Problemen oplossen
Er kunnen geen opnamen worden gemaakt of opgeslagen.
Controleer of de kaart correct is geplaatst (pag. 35).
Vervang de kaart als deze vol is of wis overbodige opnamen om
ruimte vrij te maken (pag. 35 en 284).
Als u probeert om scherp te stellen in de modus 1-beeld AF terwijl het
focusbevestigingslampje <o> in de zoeker knippert, kan er geen foto
worden gemaakt. Druk de ontspanknop nogmaals half in om
automatisch scherp te stellen of stel handmatig scherp (pag. 46 en 111).

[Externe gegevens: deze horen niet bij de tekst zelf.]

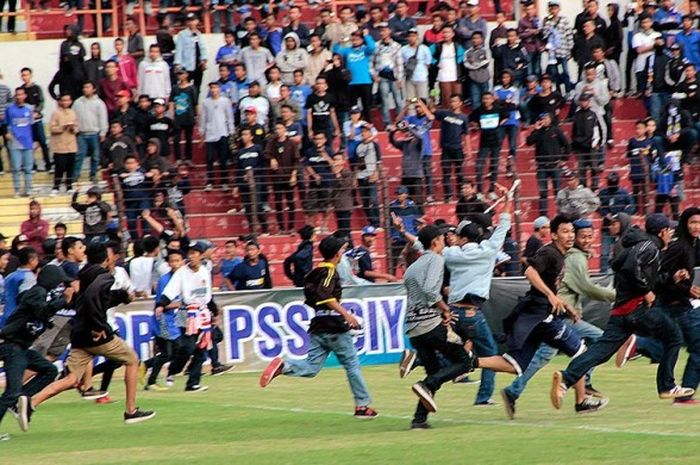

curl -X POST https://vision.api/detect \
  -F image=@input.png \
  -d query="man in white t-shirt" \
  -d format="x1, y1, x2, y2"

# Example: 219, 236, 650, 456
155, 242, 216, 392
632, 14, 661, 92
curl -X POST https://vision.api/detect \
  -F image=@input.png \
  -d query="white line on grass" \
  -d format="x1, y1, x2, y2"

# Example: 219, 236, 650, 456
243, 405, 700, 438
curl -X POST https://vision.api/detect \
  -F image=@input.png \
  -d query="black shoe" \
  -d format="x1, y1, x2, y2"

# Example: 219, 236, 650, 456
576, 397, 608, 413
501, 389, 517, 420
411, 420, 432, 429
586, 384, 605, 399
124, 407, 156, 425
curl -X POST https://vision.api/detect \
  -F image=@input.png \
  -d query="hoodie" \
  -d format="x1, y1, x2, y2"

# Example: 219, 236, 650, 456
557, 247, 615, 316
71, 264, 129, 348
0, 265, 70, 349
610, 226, 663, 310
275, 32, 309, 86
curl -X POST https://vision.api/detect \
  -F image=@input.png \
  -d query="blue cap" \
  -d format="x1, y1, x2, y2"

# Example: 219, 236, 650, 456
362, 225, 377, 236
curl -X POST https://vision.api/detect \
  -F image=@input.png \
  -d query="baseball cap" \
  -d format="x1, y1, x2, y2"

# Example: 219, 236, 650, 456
574, 218, 593, 231
318, 235, 347, 260
362, 225, 377, 236
532, 216, 549, 229
644, 213, 671, 234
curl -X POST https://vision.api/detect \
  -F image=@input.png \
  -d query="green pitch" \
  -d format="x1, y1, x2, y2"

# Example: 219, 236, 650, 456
0, 357, 700, 465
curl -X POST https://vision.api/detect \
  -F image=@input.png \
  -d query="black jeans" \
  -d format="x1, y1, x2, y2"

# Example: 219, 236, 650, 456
173, 126, 194, 160
53, 153, 75, 190
563, 305, 683, 392
272, 178, 296, 231
206, 137, 228, 184
440, 147, 464, 200
0, 342, 58, 423
168, 328, 207, 388
411, 324, 471, 423
350, 84, 372, 121
146, 336, 180, 385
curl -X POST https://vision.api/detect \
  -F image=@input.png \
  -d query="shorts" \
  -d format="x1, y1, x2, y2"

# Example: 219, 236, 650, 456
503, 316, 586, 376
31, 316, 73, 358
65, 336, 138, 379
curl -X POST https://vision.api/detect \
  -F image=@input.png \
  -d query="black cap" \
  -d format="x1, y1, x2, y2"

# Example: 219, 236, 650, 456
418, 224, 444, 249
318, 235, 347, 260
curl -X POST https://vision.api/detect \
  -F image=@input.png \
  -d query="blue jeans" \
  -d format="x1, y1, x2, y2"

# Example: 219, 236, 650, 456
600, 230, 615, 273
9, 146, 34, 194
476, 144, 501, 192
506, 319, 603, 399
283, 332, 372, 407
537, 166, 561, 216
646, 92, 671, 121
469, 81, 489, 110
547, 57, 574, 92
73, 133, 100, 181
562, 305, 682, 392
450, 306, 498, 404
0, 342, 58, 423
379, 78, 403, 126
501, 124, 518, 158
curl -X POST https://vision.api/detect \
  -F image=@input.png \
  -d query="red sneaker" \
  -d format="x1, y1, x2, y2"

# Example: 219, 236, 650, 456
260, 357, 284, 387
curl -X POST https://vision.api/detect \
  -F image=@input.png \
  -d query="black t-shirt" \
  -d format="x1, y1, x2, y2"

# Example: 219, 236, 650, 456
435, 110, 469, 150
527, 243, 564, 297
469, 105, 510, 147
304, 92, 335, 131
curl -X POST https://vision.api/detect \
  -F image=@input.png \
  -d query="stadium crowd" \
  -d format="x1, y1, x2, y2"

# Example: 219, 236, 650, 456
0, 0, 700, 438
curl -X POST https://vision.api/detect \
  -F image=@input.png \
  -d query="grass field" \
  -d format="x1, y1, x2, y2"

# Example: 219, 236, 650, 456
0, 357, 700, 465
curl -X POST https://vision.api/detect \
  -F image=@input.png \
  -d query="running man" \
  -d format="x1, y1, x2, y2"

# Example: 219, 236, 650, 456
550, 213, 695, 409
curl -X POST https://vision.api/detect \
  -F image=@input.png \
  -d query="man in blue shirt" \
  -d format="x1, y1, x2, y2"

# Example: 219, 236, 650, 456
0, 247, 39, 328
5, 87, 34, 197
228, 241, 272, 291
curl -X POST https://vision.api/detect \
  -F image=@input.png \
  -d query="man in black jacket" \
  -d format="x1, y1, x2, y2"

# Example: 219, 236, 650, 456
19, 244, 155, 428
550, 213, 695, 409
0, 265, 73, 440
525, 112, 571, 216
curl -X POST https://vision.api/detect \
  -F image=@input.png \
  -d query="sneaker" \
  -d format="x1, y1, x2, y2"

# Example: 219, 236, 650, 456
260, 357, 284, 387
185, 384, 209, 392
15, 396, 34, 433
411, 421, 432, 430
574, 397, 608, 413
143, 383, 170, 392
211, 365, 236, 376
399, 349, 418, 379
659, 385, 695, 399
549, 371, 568, 410
615, 334, 637, 368
411, 381, 437, 412
138, 362, 146, 386
586, 384, 605, 399
501, 389, 516, 420
124, 407, 156, 425
673, 399, 700, 406
354, 406, 379, 420
80, 388, 109, 400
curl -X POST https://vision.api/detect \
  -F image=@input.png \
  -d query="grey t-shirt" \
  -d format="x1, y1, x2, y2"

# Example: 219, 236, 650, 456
403, 251, 445, 337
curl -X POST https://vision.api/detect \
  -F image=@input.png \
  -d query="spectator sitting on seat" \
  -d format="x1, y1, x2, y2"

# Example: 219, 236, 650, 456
557, 168, 600, 218
520, 216, 551, 273
228, 241, 272, 291
283, 224, 316, 287
455, 181, 488, 222
598, 171, 636, 273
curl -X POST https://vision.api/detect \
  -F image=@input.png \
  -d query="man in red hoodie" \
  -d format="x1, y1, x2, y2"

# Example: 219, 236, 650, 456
20, 200, 49, 253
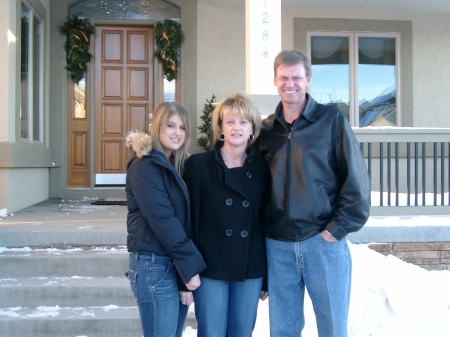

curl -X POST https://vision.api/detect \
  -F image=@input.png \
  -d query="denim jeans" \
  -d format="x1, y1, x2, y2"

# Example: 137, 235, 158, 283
125, 252, 189, 337
266, 234, 352, 337
194, 278, 262, 337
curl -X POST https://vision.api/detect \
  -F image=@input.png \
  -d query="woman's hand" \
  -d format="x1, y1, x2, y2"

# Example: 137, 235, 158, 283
180, 291, 194, 306
186, 274, 202, 291
259, 291, 269, 301
320, 229, 337, 242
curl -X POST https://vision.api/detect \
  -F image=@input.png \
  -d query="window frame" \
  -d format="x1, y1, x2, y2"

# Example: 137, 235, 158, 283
306, 30, 403, 127
19, 0, 45, 145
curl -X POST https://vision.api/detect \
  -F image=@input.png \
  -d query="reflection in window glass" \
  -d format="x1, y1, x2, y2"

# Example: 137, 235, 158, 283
20, 3, 30, 138
164, 75, 176, 102
310, 32, 399, 127
32, 18, 42, 141
20, 2, 43, 141
311, 36, 350, 118
358, 37, 397, 127
73, 77, 86, 118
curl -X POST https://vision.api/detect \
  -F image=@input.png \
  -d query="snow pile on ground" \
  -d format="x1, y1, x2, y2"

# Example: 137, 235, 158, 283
183, 243, 450, 337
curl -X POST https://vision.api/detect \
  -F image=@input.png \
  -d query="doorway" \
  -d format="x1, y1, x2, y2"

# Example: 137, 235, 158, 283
94, 26, 154, 187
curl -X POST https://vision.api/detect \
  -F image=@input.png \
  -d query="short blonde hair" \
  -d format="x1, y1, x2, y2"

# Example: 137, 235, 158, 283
150, 102, 190, 174
211, 93, 261, 145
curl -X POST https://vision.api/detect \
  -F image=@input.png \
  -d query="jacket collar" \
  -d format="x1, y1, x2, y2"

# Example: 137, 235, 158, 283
262, 93, 318, 129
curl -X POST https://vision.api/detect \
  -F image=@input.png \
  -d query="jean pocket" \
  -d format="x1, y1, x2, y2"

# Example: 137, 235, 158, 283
125, 270, 139, 301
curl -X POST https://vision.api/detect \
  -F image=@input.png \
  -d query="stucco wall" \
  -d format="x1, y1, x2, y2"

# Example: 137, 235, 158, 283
192, 4, 450, 133
7, 168, 49, 213
282, 8, 450, 128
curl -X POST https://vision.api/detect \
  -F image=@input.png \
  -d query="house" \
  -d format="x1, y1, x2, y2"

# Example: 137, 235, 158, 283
0, 0, 450, 213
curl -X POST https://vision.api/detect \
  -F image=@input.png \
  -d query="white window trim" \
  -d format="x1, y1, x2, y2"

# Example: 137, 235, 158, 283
19, 0, 45, 145
306, 31, 402, 127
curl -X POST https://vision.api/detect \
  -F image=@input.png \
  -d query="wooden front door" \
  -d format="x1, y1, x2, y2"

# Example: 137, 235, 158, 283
94, 26, 154, 185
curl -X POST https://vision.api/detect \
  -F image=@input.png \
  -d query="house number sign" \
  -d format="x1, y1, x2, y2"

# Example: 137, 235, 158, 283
245, 0, 281, 95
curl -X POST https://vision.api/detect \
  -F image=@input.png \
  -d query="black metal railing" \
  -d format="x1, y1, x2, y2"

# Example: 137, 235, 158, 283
354, 128, 450, 216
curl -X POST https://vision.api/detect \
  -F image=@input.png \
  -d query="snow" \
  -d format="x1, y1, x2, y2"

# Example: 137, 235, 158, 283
183, 223, 450, 337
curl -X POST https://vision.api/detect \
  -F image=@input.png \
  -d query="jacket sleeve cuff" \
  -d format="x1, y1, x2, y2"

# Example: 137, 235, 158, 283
326, 220, 348, 241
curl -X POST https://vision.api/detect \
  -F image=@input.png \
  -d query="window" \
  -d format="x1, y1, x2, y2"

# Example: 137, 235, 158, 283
20, 2, 43, 142
308, 32, 401, 127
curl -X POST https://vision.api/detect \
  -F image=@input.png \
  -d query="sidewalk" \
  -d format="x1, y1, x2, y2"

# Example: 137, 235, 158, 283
0, 199, 127, 247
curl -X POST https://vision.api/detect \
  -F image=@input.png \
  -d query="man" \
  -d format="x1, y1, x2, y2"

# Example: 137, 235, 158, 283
255, 50, 370, 337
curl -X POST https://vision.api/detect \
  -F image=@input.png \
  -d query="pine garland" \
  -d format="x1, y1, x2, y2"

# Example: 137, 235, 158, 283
197, 94, 217, 151
59, 14, 95, 84
154, 19, 184, 81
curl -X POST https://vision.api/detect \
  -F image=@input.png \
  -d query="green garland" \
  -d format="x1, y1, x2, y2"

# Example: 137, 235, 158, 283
197, 94, 217, 151
154, 19, 184, 81
59, 14, 95, 84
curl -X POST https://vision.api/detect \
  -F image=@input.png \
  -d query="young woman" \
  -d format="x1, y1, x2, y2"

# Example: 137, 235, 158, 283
125, 102, 205, 337
183, 94, 270, 337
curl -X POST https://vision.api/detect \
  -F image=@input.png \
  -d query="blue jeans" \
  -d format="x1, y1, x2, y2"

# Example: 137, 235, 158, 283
125, 252, 189, 337
266, 234, 352, 337
194, 277, 263, 337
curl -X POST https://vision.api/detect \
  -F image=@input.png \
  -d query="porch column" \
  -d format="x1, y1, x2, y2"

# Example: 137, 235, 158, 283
245, 0, 281, 95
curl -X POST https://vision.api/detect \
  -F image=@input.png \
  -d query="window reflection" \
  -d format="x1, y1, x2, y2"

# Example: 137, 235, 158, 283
311, 33, 398, 127
358, 37, 397, 127
164, 75, 176, 102
73, 77, 86, 118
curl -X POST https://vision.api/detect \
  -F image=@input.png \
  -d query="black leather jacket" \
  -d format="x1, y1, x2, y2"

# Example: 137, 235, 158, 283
255, 95, 370, 241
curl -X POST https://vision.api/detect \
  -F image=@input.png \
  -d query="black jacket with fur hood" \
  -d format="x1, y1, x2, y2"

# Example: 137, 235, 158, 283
125, 132, 205, 284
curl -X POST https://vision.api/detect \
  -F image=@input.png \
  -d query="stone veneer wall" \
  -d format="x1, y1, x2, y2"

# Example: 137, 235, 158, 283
368, 242, 450, 270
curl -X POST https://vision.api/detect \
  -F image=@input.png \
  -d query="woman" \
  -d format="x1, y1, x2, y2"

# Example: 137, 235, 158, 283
125, 102, 205, 337
183, 94, 270, 337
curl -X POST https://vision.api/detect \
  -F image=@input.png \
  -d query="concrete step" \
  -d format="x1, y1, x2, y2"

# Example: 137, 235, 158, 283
0, 246, 128, 278
0, 305, 197, 337
0, 305, 142, 337
0, 276, 136, 307
0, 200, 197, 337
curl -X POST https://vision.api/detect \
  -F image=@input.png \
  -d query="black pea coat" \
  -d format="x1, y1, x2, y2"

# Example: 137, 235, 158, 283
183, 142, 270, 281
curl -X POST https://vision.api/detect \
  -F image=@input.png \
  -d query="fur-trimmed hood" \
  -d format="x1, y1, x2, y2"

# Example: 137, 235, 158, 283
125, 131, 152, 158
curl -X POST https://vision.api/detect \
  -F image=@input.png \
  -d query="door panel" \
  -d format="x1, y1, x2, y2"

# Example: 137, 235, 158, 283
95, 26, 153, 175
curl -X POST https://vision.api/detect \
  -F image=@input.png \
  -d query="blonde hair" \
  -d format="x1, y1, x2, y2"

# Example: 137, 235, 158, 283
150, 102, 190, 174
211, 93, 261, 145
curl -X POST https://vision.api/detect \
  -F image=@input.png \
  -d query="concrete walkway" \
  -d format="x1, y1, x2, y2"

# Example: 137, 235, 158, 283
0, 199, 127, 247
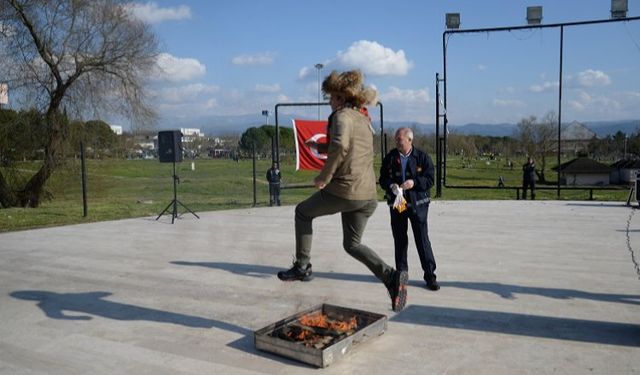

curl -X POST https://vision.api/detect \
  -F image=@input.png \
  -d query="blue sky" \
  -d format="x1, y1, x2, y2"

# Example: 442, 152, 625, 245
126, 0, 640, 131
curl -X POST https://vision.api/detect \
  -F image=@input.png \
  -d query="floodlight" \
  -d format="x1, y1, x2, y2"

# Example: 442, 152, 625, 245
527, 6, 542, 25
446, 13, 460, 29
611, 0, 629, 18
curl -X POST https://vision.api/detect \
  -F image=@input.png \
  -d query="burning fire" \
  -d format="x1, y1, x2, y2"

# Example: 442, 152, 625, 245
298, 314, 358, 332
285, 313, 358, 346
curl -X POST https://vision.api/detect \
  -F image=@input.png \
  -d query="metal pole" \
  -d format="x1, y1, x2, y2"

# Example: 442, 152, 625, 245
315, 63, 324, 120
556, 26, 564, 199
436, 31, 449, 186
251, 140, 257, 207
376, 102, 387, 162
80, 142, 89, 217
275, 104, 280, 167
436, 73, 442, 198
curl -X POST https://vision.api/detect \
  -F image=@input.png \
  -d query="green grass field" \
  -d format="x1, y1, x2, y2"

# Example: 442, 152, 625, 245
0, 157, 628, 232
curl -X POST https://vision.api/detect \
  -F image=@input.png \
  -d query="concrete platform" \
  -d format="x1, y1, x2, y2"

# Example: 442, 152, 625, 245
0, 201, 640, 375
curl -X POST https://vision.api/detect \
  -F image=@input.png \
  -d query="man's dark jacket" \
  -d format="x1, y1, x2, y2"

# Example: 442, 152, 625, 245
380, 147, 435, 214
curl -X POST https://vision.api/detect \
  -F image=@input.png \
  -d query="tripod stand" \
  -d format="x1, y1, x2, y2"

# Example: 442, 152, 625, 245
156, 161, 200, 224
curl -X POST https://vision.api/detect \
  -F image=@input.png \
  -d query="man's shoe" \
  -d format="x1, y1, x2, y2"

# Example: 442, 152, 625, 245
278, 263, 313, 281
424, 275, 440, 292
387, 271, 409, 312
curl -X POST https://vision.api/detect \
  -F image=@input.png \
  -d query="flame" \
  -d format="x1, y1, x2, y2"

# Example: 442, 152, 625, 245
298, 313, 358, 332
286, 312, 358, 346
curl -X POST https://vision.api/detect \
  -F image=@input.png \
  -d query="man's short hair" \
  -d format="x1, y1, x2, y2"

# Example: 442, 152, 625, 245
396, 127, 413, 141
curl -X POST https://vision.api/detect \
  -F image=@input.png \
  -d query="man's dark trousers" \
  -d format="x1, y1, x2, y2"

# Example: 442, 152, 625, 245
390, 203, 436, 277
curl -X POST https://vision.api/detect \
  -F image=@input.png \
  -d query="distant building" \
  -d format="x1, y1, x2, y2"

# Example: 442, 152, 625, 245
180, 128, 204, 143
560, 121, 597, 155
109, 125, 122, 135
611, 159, 640, 184
553, 157, 612, 186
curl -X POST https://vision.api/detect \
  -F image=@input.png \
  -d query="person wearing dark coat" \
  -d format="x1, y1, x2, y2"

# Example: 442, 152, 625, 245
267, 162, 282, 206
522, 157, 536, 200
379, 128, 440, 291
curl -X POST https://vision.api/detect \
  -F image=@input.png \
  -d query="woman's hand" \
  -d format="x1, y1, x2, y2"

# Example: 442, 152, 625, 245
400, 180, 414, 190
313, 177, 327, 190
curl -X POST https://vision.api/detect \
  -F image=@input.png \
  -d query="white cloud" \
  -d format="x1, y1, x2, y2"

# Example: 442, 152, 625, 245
155, 83, 220, 103
298, 40, 413, 79
336, 40, 413, 76
569, 90, 622, 114
153, 53, 207, 82
125, 1, 191, 23
380, 86, 431, 104
379, 86, 433, 123
231, 52, 275, 65
254, 83, 280, 93
493, 99, 524, 108
576, 69, 611, 87
529, 81, 560, 93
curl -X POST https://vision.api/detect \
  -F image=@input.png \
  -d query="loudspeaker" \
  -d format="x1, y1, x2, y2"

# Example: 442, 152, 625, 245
158, 130, 182, 163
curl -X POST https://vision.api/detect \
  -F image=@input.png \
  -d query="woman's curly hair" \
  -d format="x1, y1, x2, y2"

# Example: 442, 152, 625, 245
322, 69, 378, 107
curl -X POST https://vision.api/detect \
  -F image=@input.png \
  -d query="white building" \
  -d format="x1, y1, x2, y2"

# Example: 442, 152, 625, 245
109, 125, 122, 135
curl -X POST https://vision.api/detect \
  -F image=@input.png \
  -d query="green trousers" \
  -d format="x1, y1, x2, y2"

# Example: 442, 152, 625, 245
296, 190, 394, 285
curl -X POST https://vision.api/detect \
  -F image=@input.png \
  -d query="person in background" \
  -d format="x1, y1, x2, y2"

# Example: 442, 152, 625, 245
278, 70, 408, 311
380, 128, 440, 291
267, 161, 282, 206
522, 156, 536, 200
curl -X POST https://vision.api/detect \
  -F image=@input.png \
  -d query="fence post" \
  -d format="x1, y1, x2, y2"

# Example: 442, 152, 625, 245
80, 142, 89, 217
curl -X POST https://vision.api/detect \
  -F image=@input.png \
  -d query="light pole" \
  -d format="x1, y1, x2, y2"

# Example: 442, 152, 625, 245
262, 109, 277, 163
315, 63, 324, 120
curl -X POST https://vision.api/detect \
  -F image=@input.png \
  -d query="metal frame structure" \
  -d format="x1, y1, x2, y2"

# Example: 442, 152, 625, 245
436, 17, 640, 198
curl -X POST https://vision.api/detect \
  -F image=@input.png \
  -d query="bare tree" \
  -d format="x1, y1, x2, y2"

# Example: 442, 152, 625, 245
534, 111, 558, 182
0, 0, 158, 207
515, 111, 558, 182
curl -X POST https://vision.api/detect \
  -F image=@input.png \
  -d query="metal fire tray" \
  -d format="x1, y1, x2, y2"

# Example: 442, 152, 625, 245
254, 304, 387, 367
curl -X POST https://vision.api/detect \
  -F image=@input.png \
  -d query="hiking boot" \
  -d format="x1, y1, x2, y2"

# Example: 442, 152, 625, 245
387, 271, 409, 312
424, 275, 440, 292
278, 263, 313, 281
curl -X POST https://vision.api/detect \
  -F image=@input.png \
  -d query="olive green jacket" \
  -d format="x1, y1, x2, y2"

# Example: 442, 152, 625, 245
318, 108, 377, 200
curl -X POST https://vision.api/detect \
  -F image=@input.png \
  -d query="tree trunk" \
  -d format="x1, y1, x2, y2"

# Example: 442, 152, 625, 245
0, 173, 18, 208
20, 104, 62, 207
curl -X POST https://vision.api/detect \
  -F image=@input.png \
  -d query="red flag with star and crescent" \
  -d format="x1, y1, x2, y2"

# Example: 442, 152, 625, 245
293, 119, 327, 171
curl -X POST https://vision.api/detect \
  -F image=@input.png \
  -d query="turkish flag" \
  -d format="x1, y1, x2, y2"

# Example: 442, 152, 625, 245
293, 120, 327, 171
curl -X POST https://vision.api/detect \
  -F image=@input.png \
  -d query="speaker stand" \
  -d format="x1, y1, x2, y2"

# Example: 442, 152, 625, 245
156, 161, 200, 224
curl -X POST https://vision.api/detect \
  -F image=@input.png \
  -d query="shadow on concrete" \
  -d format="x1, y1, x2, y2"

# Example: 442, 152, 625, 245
9, 290, 310, 365
439, 281, 640, 305
171, 261, 380, 283
567, 202, 630, 208
390, 305, 640, 347
9, 290, 253, 335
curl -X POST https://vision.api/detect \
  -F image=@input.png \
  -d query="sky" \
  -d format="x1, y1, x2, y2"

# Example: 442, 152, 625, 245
125, 0, 640, 132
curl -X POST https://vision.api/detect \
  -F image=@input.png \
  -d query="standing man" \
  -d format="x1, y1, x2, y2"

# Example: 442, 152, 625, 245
278, 70, 408, 311
522, 156, 536, 200
380, 128, 440, 291
267, 161, 282, 206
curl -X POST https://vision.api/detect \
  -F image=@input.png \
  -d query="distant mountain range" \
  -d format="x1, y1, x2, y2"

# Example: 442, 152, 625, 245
159, 114, 640, 137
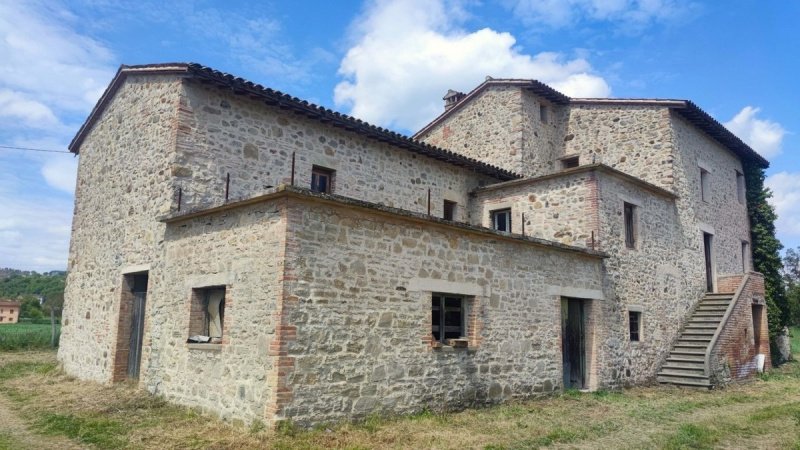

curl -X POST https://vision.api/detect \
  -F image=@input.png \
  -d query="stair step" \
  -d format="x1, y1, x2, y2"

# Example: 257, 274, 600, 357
667, 352, 706, 363
656, 375, 711, 388
661, 358, 706, 373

De kaart kan niet worden gebruikt.
Zie pagina 37 of 392 als er een kaartfout wordt weergegeven.
Wanneer de kaart in een andere camera wordt geplaatst,
verschijnt er een foutbericht.
Kaarten met een grotere capaciteit dan 128 GB worden geformatteerd
in exFAT. Dit betekent dat als u een kaart met een grotere capaciteit
dan 128 GB met deze camera formatteert en de kaart vervolgens in
een andere camera plaatst, er een foutbericht wordt weergegeven en
de kaart mogelijk niet kan worden gebruikt.
De opname is niet scherp.
Stel de focusinstellingsknop op het objectief in op <AF> (pag. 43).
Druk voorzichtig op de ontspanknop om bewegingsonscherpte te
voorkomen (pag. 45 en 46).
Als het objectief een Image Stabilizer (beeldstabilisatie) heeft,
stelt u de IS-schakelaar in op <1>.
Bij weinig licht kan de sluitertijd toenemen. Gebruik een kortere
sluitertijd (pag. 171), stel een hogere ISO-snelheid in (pag. 128),
gebruik een flitser (pag. 193) of gebruik een statief.